Tierreport – Offizielles Organ des Schweizer Tierschutz STS
Tierreport – Offizielles Organ des schweizer Tierschutz STS

Tristes Dasein für zahl­reiche Reitschulpferde

Tristes Dasein für zahl­reiche Reitschulpferde ©Fotolia

Tristes Dasein für zahl­reiche Reitschulpferde ©Fotolia

Tristes Dasein für zahl­reiche Reitschulpferde © Fotolia

Werden Reitschulen ihrer Vorbildfunktion in der Pferdehaltung gerecht? Der Schweizer Tierschutz STS besuchte 15 Reiterhöfe und stellte fest: Während Ordnung, Sauberkeit und der Umgang mit den Pferden mehrheitlich zufriedenstellend bis gut waren, muss bei mehr als zwei Dritteln aller Betriebe hinter die Qualität der Tierhaltung ein grosses Fragezeichen gesetzt werden.

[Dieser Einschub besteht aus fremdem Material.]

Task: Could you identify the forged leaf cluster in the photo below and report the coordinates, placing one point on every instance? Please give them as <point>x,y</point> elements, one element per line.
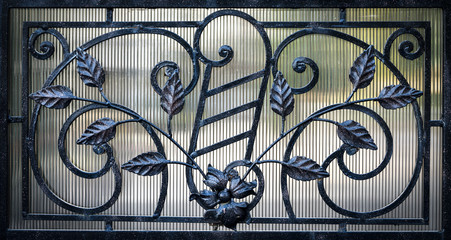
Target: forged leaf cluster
<point>57,97</point>
<point>362,71</point>
<point>228,214</point>
<point>397,96</point>
<point>172,97</point>
<point>240,188</point>
<point>304,169</point>
<point>146,164</point>
<point>99,132</point>
<point>356,135</point>
<point>281,98</point>
<point>90,70</point>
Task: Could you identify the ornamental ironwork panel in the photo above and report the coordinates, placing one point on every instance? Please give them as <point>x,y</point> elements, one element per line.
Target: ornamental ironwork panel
<point>227,195</point>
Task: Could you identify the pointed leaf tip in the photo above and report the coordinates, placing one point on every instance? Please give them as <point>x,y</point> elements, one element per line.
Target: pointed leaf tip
<point>397,96</point>
<point>362,71</point>
<point>355,135</point>
<point>172,97</point>
<point>304,169</point>
<point>99,132</point>
<point>281,98</point>
<point>146,164</point>
<point>57,97</point>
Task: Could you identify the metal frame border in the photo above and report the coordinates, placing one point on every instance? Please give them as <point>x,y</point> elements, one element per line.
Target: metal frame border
<point>445,122</point>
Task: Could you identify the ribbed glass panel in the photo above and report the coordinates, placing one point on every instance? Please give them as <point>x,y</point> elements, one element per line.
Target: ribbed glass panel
<point>128,61</point>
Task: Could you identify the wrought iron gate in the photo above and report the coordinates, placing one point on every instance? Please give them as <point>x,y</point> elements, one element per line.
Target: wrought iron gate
<point>225,195</point>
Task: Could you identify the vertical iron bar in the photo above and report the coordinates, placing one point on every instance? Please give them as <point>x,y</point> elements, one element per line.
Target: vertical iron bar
<point>4,161</point>
<point>342,15</point>
<point>109,15</point>
<point>427,118</point>
<point>446,178</point>
<point>25,92</point>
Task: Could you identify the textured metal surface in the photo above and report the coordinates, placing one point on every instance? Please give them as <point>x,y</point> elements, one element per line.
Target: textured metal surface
<point>212,121</point>
<point>100,132</point>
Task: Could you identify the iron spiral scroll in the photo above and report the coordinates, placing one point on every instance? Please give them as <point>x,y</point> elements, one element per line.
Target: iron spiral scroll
<point>221,200</point>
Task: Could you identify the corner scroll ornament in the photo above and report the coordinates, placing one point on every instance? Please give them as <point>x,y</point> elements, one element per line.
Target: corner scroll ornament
<point>223,199</point>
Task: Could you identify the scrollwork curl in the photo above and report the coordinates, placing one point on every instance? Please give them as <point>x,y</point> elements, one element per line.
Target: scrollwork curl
<point>47,48</point>
<point>299,66</point>
<point>405,48</point>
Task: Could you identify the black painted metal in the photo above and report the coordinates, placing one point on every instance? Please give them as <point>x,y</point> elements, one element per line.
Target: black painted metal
<point>299,65</point>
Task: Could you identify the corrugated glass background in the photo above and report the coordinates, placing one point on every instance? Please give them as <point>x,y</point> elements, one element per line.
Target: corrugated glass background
<point>128,61</point>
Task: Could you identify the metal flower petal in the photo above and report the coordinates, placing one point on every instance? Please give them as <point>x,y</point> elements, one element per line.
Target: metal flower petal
<point>228,214</point>
<point>240,188</point>
<point>216,179</point>
<point>208,198</point>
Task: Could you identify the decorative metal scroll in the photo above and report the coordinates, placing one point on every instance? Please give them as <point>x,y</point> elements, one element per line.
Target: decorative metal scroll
<point>223,190</point>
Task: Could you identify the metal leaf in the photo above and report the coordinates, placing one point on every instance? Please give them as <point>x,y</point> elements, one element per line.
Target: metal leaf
<point>362,71</point>
<point>172,98</point>
<point>90,70</point>
<point>240,188</point>
<point>304,169</point>
<point>146,164</point>
<point>397,96</point>
<point>356,135</point>
<point>216,179</point>
<point>99,132</point>
<point>281,98</point>
<point>57,96</point>
<point>208,198</point>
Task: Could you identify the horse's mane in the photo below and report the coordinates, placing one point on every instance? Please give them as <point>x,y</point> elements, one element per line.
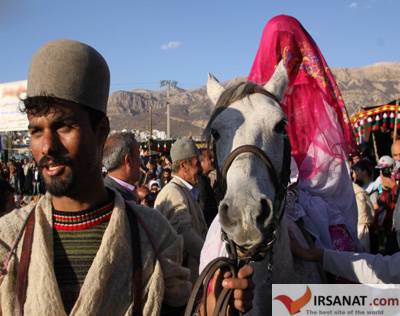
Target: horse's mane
<point>230,95</point>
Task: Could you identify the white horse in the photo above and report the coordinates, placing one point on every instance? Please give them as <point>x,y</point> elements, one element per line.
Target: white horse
<point>246,211</point>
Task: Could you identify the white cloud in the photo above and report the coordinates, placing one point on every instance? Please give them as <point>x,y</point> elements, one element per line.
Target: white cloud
<point>171,45</point>
<point>353,5</point>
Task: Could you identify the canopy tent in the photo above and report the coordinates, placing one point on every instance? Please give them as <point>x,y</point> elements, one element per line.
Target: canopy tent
<point>374,126</point>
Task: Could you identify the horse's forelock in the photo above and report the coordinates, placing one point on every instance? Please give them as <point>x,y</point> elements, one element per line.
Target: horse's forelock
<point>232,94</point>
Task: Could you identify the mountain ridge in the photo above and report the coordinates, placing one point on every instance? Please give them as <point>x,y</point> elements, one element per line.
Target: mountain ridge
<point>190,109</point>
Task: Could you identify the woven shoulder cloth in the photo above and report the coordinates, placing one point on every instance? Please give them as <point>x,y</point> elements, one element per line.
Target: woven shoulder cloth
<point>13,250</point>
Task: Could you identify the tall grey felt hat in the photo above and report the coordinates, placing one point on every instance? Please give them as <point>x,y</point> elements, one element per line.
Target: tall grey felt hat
<point>183,148</point>
<point>71,71</point>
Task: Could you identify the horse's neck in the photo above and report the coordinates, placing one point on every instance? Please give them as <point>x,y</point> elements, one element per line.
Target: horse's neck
<point>282,259</point>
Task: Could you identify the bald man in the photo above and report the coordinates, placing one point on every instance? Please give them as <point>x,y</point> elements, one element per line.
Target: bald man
<point>122,160</point>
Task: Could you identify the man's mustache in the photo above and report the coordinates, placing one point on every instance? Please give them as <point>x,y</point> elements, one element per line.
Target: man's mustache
<point>47,160</point>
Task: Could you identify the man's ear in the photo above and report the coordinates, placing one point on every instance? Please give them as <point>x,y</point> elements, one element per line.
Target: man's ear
<point>127,160</point>
<point>103,129</point>
<point>182,164</point>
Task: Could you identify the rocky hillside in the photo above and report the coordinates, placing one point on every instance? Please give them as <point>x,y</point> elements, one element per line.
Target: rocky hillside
<point>190,109</point>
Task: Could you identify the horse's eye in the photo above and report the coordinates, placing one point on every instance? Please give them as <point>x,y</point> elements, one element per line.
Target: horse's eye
<point>215,134</point>
<point>280,127</point>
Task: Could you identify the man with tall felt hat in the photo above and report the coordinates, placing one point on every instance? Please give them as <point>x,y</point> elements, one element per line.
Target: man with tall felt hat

Sandra Schaefler, Zoologin, STS-Fachstelle Heimtiere und Pferde

Reiten lernt man am besten in einer guten Reitschule. Eine gute Reitschule zeichnet sich nicht nur durch ein angenehmes Klima für Reiterinnen und Reiter aus, sondern vor allem auch durch tierfreundliche Bedingungen für die Reitschulpferde. Dass dies oftmals nicht der Fall ist, zeigen die Resultate einer neuen Recherche des Schweizer Tierschutz STS.

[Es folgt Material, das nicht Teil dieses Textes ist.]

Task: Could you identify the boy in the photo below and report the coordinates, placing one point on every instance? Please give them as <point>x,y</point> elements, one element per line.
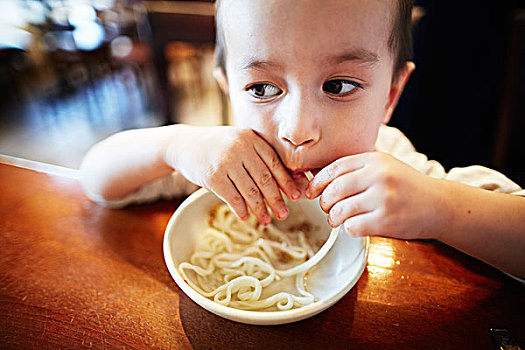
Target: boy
<point>310,84</point>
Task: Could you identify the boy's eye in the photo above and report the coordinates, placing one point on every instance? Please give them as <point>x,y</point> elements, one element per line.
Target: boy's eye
<point>339,86</point>
<point>263,91</point>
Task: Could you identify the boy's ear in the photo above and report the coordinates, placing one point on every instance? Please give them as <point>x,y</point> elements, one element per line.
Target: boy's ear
<point>220,77</point>
<point>396,89</point>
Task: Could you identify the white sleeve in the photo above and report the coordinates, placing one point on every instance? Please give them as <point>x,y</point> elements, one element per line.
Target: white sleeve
<point>171,186</point>
<point>391,140</point>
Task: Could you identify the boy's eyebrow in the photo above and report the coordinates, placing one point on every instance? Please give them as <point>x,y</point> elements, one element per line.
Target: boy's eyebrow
<point>250,62</point>
<point>360,55</point>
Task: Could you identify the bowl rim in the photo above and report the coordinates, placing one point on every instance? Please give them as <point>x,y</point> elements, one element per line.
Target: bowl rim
<point>248,316</point>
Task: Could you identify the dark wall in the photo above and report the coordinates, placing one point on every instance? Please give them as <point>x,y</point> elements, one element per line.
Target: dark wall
<point>452,103</point>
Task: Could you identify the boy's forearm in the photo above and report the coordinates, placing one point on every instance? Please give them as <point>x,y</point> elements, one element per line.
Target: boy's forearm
<point>125,161</point>
<point>487,225</point>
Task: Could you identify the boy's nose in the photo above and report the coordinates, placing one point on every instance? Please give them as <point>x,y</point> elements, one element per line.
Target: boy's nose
<point>299,126</point>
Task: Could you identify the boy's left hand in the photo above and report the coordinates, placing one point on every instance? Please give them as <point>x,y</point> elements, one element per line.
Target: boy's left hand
<point>377,194</point>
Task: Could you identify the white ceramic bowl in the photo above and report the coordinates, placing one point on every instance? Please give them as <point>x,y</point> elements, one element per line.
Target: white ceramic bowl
<point>328,281</point>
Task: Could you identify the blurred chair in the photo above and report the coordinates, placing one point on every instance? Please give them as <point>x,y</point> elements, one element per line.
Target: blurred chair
<point>177,21</point>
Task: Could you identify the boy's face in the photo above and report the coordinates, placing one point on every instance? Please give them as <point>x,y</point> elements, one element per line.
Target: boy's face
<point>313,78</point>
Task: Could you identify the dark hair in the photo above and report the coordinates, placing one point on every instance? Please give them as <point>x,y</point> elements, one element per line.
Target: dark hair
<point>400,40</point>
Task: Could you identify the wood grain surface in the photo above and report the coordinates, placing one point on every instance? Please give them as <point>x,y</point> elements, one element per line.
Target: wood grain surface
<point>76,275</point>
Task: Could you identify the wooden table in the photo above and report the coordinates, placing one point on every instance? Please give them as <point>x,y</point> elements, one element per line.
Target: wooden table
<point>76,275</point>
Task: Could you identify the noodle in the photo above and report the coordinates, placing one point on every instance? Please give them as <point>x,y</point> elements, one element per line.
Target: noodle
<point>235,261</point>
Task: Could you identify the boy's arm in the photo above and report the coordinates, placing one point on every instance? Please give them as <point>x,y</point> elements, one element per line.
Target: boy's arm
<point>236,164</point>
<point>124,162</point>
<point>376,194</point>
<point>487,225</point>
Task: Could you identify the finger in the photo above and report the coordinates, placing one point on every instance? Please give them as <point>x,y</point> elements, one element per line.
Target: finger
<point>326,175</point>
<point>342,187</point>
<point>227,191</point>
<point>361,225</point>
<point>267,185</point>
<point>278,170</point>
<point>251,194</point>
<point>350,207</point>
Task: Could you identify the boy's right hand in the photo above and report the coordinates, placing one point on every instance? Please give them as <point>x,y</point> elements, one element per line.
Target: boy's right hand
<point>237,165</point>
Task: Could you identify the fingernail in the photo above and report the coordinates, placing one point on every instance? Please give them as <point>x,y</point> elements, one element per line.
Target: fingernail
<point>283,213</point>
<point>307,193</point>
<point>266,219</point>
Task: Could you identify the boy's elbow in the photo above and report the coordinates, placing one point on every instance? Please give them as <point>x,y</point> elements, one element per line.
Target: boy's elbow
<point>95,181</point>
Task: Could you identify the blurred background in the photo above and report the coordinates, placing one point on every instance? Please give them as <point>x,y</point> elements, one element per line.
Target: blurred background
<point>73,72</point>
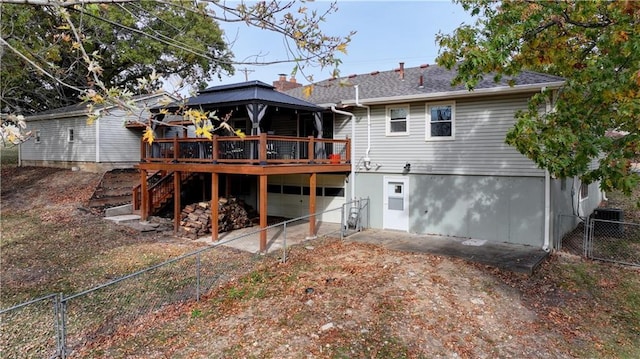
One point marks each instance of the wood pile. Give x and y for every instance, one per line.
x=195, y=219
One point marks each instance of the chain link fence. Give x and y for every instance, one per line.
x=56, y=326
x=614, y=241
x=600, y=239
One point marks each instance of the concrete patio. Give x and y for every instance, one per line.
x=512, y=257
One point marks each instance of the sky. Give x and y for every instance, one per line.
x=388, y=32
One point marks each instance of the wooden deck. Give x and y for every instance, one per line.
x=261, y=156
x=253, y=155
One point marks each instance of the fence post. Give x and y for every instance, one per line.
x=284, y=243
x=62, y=327
x=342, y=229
x=198, y=277
x=587, y=235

Bissspuren an der Stalltür

Von 15 schweizweit zufällig ausgewählten Reitbetrieben boten lediglich deren vier ihren Pferden artgemässe Haltungsbedingungen in Auslaufgruppenhaltung und mit fleissigem Weidegang. Dabei wären ein pferdegemässes Sozialleben und freie Bewegung, insbesondere auf Weiden, für die Ausgeglichenheit von Pferden extrem wichtig. Die verbreitete Einzelhaltung mit eingeschränktem Sozialkontakt und nur wenig freier Bewegungsmöglichkeit stellt jene Haltungsform dar, welche für den Reiter am schadensträchtigsten ist. Derart restriktiv gehaltene Pferde sind oft unausgeglichen, schreckhaft und unberechenbar, was gerade für Reitschüler ein erhöhtes Gefahrenpotenzial darstellt.
So gesehen ist es bedenklich, dass rund siebzig Prozent der besuchten Reitschulen ihre Pferde in beengten Einzelboxen halten, teilweise gar ohne angrenzenden Auslauf. Bei vielen der besuchten Reitschulen waren die sozialen Kontakte zwischen Pferden höchstens durch die Gitterstäbe in den Boxentrennwänden möglich. Wenn überhaupt Weide angeboten wurde, mussten viele Pferde allein auf einer kleinen Fläche grasen, und dies oft nur an wenigen Tagen, teilweise gar nur an einem Tag pro Woche. Dem Bedürfnis nach freier Bewegung und Sozialkontakten kann so nicht nachgekommen werden. In einigen Reitschulen wurden Bissspuren an den Stalltüren entdeckt, was klar auf Langeweile respektive Verhaltensstörungen hinweist.
Realität ist offenbar, dass heutzutage noch eine Mehrheit der angehenden Reiterinnen und Reiter ihr Hobby in einem Umfeld erlernt, das klar als nicht tierfreundlich bezeichnet werden muss.

Verantwortung wahrnehmen

Der Schweizer Tierschutz STS appelliert an das Verantwortungsbewusstsein der Reitschulbetriebe in der Schweiz. Reitschulen müssen bezüglich Pferdehaltung und Umgang mit den Tieren ihren Schülern Vorbild sein. Die physisch und psychisch oft höchst anstrengende Arbeit von Schulpferden ruft geradezu nach einem möglichst artgemässen, freien Leben ausserhalb der Schullektionen. Dies nicht zuletzt auch, um die Sicherheit der Reitschüler bestmöglich zu gewährleisten. Für Eltern von pferdebegeisterten Kindern ist es wichtig, bei der Wahl der Reitschule auf eine gute Pferdehaltung und einen sorgsamen Umgang mit den Tieren zu achten.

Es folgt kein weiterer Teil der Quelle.